La giornata di ieri si è caratterizzata per un netto e diffuso rimbalzo dei rendimenti dei titoli di stato, con un aumento delle pendenze delle curve piuttosto marcato per gli UST e per i BTP (che hanno sofferto sulle scadenze lunghe anche per attese che possa essere lanciato via sindacato un titolo a 20 anni). L’allargamento dei differenziali con la Germania è comunque modesto. Seduta positiva per gli indici azionari europei. Euro stabile contro dollaro intorno a 1,193 dopo il calo della mattina di ieri. Dollaro in arretramento contro yen a 112,2.

Italia. Il tasso di disoccupazione è calato di un decimo all’11% a novembre, ai minimi da settembre del 2012. Inoltre il dettaglio è positivo in quanto: 1) il calo dei senza lavoro si accompagna a un aumento degli occupati e a una diminuzione degli inattivi; 2) la creazione di posti di lavoro non è limitata all’occupazione temporanea e alle classi di età più anziane. In sintesi, il dato conferma che la disoccupazione mantiene un trend in calo, sia pur lento, in coerenza con le indicazioni più che confortanti sul mercato del lavoro giunte di recente dalle indagini di fiducia sia delle imprese che delle famiglie. Stimiamo una media del tasso dei senza-lavoro quest’anno al 10,7%, in calo dall’11,3% del 2017.

Area euro. Il tasso di disoccupazione è calato da 8,8% a 8,7% nel novembre 2017.

Stati Uniti. La scadenza della legge di spesa (20 gennaio) si avvicina e le discussioni in Congresso puntano a un’estensione per due anni con significativi aumenti delle uscite del Tesoro, che potrebbero portare il deficit/PIL verso e oltre il 5% nel 2018-19.

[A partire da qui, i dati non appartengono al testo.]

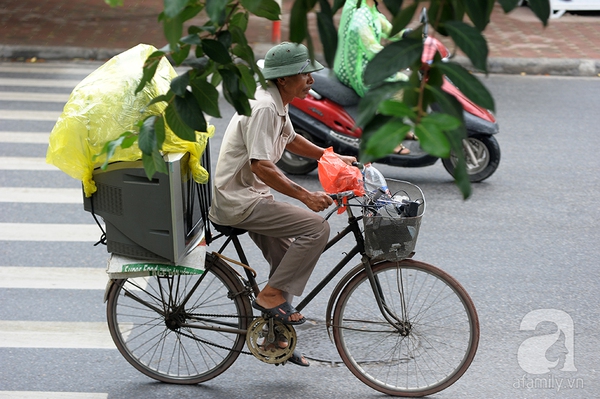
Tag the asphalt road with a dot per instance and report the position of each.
(524, 246)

Giappone. La BoJ ha ridotto di 10 mld di yen ciascuno i riacquisti di JGB con scadenza fra 10 e 25 anni e oltre i 25 anni. La reazione all’annuncio è stata modesta sul mercato giapponese, ma marcata sui mercati valutari e su quelli obbligazionari esteri. E’ possibile che nel corso del 2018 la BoJ prosegua con caute correzioni degli acquisti sul tratto super-lungo, pur mantenendo l’obiettivo di tassi a zero per il rendimento a 10 anni. Per ora non ci sono indicazioni di inversione di tendenza sulla strategia di politica monetaria giapponese.